James Ruggia | June 10, 2016 12:30 PM ET
Stung Like a Bee in Diyarbakir
Poet John Donne once wrote that when a church bell tolls out for the dead it also tolls for the living, because every death diminishes the living to some extent. The bell recently tolled loudly for many of us when we heard about Muhammad Ali the other day.
My favorite Ali memory took place in 1986 outside of Diyarbakir in Eastern Turkey. I was staying in a flea bag hotel. The owner was dazzled by his latest toy from Germany, a remote control. He kept turning the TV on and off, from across the lobby. Shazam! And the TV was on!
In those days, Ali had shazam everywhere. A travelling carnival in a broken-down lot on the edge of town was a prominent event at a time when the Republic of Turkey was flat broke and even the currency was riddled with inflation. The carnival was operated, as town fairs often are, by a crew of drifters. Eastern Turkey, back then, was the most impoverished part of a poor country. Appalachia’s Appalachia.
The clowns at the carnival wore beat-up plastic shoes with fake plastic laces and the old ponies looked longingly at the public works hay trucks as school groups moved about drinking hot cups of salep and chai. In the center, one machine spun rusted swing-set swings in a circle faster and faster until the men on the swing were flying parallel to the ground.
As those unemployed men went round and round with no real place to go, I heard a high-pitched and tinny, “'çok güzel'!” (pronounced choke goo-zell) which is Turkish for “Very Beautiful!” and when I turned to look there was a plastic Muhammad Ali figure standing about 6 feet tall.
The Ali machine had a coin slot and a pillowed buffer covered with brown boxing-glove-leather for receiving the blows from players that rented their own boxing gloves in order to try their luck.
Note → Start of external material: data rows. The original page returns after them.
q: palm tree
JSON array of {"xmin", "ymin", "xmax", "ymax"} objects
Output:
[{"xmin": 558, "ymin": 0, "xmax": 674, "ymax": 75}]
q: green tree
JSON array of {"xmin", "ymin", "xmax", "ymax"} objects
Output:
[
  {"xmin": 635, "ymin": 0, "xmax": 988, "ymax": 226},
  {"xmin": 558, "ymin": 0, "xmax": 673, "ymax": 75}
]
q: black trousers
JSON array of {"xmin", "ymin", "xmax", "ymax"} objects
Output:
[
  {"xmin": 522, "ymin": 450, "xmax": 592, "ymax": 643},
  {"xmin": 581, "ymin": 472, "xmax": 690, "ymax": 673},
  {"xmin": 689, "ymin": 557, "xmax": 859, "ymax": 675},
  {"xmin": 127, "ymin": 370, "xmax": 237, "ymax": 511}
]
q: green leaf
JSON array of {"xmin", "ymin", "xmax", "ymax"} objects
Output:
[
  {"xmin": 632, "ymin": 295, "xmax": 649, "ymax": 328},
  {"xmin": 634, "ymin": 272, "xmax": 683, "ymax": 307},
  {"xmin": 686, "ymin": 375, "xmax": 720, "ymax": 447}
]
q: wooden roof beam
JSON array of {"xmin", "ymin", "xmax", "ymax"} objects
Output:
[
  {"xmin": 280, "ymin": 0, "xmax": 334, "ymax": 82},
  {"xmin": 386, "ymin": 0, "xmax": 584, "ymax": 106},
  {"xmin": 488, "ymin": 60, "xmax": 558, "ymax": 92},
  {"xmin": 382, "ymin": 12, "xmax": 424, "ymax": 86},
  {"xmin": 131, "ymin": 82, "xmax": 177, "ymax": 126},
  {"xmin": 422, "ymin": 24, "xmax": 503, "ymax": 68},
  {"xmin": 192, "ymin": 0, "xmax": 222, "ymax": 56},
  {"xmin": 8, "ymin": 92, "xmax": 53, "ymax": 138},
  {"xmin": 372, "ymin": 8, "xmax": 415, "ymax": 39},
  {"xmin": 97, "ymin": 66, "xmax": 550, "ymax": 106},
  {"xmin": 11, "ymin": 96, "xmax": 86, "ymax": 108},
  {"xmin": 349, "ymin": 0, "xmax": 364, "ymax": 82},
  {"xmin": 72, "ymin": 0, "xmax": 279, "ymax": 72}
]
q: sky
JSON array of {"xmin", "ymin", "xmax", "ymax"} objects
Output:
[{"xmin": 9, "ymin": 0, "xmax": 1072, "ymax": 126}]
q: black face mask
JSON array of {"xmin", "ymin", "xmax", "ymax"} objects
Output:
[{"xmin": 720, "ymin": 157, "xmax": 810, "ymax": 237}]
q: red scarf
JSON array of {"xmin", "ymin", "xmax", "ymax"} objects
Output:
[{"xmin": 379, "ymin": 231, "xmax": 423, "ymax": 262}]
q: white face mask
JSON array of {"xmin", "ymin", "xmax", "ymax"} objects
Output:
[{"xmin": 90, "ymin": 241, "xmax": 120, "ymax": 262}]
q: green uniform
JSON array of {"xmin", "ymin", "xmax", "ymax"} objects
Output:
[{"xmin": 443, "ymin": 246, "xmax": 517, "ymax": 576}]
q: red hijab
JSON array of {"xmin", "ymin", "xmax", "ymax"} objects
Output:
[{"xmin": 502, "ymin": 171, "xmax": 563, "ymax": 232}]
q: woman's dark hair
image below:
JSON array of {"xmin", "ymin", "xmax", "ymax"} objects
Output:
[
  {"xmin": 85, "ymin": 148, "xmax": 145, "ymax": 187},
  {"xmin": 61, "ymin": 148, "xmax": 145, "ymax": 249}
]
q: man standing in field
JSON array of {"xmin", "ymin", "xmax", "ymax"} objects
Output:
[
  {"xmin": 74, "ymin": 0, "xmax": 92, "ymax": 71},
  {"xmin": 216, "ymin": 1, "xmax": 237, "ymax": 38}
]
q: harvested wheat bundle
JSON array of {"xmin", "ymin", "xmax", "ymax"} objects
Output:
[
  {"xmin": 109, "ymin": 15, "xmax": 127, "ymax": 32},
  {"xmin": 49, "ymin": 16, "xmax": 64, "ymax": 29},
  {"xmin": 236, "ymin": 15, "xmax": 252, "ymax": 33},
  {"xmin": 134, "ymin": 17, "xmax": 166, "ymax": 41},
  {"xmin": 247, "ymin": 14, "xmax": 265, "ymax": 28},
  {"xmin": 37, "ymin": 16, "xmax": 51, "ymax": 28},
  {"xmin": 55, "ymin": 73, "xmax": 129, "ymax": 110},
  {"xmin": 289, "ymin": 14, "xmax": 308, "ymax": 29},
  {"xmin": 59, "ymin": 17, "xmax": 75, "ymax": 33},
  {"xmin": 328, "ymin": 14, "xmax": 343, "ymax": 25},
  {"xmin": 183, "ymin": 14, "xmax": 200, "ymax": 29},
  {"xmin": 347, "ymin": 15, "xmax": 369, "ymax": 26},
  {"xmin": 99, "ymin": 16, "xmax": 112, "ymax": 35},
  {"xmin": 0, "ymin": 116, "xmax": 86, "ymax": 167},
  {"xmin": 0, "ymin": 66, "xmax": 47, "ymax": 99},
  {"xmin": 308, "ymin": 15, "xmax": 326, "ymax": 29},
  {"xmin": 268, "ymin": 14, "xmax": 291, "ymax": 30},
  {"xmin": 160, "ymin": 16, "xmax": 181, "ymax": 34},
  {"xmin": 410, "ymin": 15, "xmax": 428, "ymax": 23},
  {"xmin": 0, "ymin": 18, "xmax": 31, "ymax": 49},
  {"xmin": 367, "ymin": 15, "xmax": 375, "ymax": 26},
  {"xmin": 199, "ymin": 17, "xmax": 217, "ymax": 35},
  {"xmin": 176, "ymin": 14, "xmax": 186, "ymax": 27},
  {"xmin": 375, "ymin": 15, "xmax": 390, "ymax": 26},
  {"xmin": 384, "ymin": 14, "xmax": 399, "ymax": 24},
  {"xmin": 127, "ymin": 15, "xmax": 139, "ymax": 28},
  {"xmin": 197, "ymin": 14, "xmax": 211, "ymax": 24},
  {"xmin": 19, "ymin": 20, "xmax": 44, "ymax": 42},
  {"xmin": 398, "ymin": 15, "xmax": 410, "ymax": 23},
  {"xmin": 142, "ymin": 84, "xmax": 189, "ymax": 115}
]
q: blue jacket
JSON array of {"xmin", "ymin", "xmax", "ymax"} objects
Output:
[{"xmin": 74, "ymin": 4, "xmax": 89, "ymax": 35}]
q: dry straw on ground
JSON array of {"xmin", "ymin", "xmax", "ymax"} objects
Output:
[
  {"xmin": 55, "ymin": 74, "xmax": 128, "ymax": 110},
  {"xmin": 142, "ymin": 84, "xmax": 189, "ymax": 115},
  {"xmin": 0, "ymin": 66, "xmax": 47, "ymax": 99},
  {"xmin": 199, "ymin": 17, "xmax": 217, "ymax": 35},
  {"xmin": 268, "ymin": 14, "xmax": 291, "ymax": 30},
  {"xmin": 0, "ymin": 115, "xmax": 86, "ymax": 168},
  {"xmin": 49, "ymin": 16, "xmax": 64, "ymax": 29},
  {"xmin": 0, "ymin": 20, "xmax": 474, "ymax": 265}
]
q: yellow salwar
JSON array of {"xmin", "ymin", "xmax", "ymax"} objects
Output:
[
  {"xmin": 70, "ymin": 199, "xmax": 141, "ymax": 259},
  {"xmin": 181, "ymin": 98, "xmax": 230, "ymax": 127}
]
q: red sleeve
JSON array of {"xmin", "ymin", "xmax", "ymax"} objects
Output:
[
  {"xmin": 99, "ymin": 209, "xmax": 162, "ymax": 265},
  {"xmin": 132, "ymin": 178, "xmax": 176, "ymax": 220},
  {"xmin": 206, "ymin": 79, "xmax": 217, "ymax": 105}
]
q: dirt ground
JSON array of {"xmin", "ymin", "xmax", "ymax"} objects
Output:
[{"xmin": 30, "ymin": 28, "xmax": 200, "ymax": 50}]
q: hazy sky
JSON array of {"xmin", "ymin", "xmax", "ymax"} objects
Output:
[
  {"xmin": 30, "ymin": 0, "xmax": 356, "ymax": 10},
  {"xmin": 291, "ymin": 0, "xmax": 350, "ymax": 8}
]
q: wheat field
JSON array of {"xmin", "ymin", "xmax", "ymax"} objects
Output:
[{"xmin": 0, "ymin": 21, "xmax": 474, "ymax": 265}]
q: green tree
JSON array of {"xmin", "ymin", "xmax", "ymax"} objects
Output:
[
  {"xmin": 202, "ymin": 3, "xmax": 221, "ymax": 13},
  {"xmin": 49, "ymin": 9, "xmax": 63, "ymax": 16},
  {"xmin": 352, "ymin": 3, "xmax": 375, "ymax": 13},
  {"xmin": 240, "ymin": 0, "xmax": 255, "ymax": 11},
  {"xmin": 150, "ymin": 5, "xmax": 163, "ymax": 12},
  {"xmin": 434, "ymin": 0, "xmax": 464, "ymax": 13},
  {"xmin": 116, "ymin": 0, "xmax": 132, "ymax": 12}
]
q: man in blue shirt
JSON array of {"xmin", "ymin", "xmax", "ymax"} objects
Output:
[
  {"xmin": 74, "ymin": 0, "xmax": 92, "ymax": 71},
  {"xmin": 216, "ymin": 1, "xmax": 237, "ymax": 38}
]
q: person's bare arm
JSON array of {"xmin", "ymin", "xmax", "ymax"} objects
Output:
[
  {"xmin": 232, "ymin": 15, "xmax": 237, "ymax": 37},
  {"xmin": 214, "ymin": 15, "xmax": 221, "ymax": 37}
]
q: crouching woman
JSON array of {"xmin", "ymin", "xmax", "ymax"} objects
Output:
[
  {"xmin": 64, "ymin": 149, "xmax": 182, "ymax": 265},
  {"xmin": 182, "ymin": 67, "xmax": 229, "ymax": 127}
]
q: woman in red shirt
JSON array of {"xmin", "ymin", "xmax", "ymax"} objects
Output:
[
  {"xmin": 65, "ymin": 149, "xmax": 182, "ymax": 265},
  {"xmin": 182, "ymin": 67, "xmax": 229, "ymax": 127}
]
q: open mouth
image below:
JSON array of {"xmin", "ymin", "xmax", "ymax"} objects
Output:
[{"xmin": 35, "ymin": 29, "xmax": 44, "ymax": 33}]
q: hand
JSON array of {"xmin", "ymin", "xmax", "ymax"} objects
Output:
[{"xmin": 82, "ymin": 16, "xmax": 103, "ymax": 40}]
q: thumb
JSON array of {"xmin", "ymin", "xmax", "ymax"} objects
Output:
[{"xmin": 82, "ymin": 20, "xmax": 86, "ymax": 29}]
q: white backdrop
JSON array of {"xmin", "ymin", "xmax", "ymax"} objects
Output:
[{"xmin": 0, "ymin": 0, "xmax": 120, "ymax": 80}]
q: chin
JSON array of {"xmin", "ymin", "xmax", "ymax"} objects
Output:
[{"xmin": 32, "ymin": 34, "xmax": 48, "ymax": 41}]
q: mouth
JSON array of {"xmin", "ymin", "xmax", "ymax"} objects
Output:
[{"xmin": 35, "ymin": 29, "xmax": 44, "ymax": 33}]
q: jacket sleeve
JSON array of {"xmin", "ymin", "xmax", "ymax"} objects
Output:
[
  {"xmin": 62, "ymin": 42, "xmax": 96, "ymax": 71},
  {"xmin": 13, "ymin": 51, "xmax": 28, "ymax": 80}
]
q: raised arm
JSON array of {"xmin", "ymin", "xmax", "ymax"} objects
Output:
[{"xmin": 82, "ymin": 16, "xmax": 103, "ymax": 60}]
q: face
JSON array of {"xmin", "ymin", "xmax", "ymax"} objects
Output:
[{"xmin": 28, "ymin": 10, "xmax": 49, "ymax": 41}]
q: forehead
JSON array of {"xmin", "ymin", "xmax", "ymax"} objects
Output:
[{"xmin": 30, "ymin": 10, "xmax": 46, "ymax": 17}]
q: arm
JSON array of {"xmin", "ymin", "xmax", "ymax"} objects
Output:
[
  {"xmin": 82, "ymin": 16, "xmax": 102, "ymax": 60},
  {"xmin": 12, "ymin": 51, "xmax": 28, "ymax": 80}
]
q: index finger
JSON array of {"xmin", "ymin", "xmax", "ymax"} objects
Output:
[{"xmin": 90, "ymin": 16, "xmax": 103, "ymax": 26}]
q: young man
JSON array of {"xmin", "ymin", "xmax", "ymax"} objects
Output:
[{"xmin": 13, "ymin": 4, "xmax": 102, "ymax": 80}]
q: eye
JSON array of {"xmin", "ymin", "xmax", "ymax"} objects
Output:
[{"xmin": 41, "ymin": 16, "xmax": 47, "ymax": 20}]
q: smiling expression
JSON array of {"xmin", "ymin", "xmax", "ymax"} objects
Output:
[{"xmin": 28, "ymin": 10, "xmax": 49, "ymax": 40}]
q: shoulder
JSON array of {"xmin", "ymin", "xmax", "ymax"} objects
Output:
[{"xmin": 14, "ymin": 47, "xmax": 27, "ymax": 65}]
Who could hit Ali the hardest and get a “çok güzel!”? If you really hit the fake Ali’s cushion extra hard, a hidden tape machine said “çok güzel,” much as a bell might ring at an American county fair if you hit the lever hard enough with your rubber sledge.
I figured that If Ali could get his own vending machine game out near Diyarbakir in 1986, he was among the most famous athletes on earth. Back then, Diyarbakir was the back end of nowhere and this was a suburb of Diyarbakir. With its black basalt castle walls and ancient mosque, it was always one of my favorite places.
Ali had won the championship in the ring and lost it in the courts. The greatest fighter of all time wouldn’t fight the Vietnamese on behalf of people who declared themselves his enemy. He won his championship back in the ring in 1974 at age 32.
Not too long ago, Turkey was a champ too. Last year nearly 37 million foreigners visited Turkey, about 800,000 of them American. Turkey had become the sixth-largest tourism destination in the world (after France, the USA, China, Spain and Italy). Now it’s down for the count again as ISIS has successfully, through its terror and propaganda, managed to attach Turkey to Iraq and Syria in the minds of potential tourists.
Back in 1986 Turkish tourism was also hurt by the film Midnight Express, before the country got really strong. It’s so hard to reconcile Turkey today and Turkey back then. Somehow, I know Turkey will return from its current nightmare. The challenges for Turkey will be larger than the challenges provided by Chuck Wepner, Jerry Quarry or even the Great Joe Frazier for Ali.
Turkey has everything for tourists: nature, history, nightlife, sea and city. Like heavyweight champions, the popularity of destinations rises and falls. At its peak, Turkey’s largest overseas markets were Germany, the U.K. and Russia. Germany and the United Kingdom are struggling with their own E.U. challenges and the collapse of petroleum has taken Russia off the map. U.S. travelers like to spend about 12 days and see Istanbul, the Aegean and the Mediterranean regions as well as Cappadocia.
For decades Turkey strove to be a member of the European Union (E.U.) with no success. Now some E.U. members are on the edge of leaving the union. Turkey likes to say Istanbul is located on the cusp of Europe and Asia and that Turkey is in the middle of both continents. But Asia doesn’t really begin until much further East and the role of country in the middle has never been so thoroughly tested by war and politics. The ‘Asia’ in Istanbul, is really the ‘Asia Minor’ that the Romans used to describe Anatolia. Istanbul is more centrally located between Europe and the Middle East than Europe and Asia. Now the country must decide which region it belongs to.
In many ways, identity is the most important question any of us have to answer and back in 1961 the Republic of Turkey gave the African American and Gay writer, James Baldwin, a country he could love without proclaiming any racial or sexual policy. When he went there he could just be himself. Muhammad Ali had no such luck. The America of 1966 put him against the ropes and compelled him to announce his identity. The idea was to shout him down, but this fighter who wouldn’t kill, this essentially humble man shouted louder.
Without him, the world feels different today. We had a champion and now there is none, just a lot of athletes who stand for themselves and the contracts they signed. He was the Greatest and in resisting the authorities of his time, he fought for America.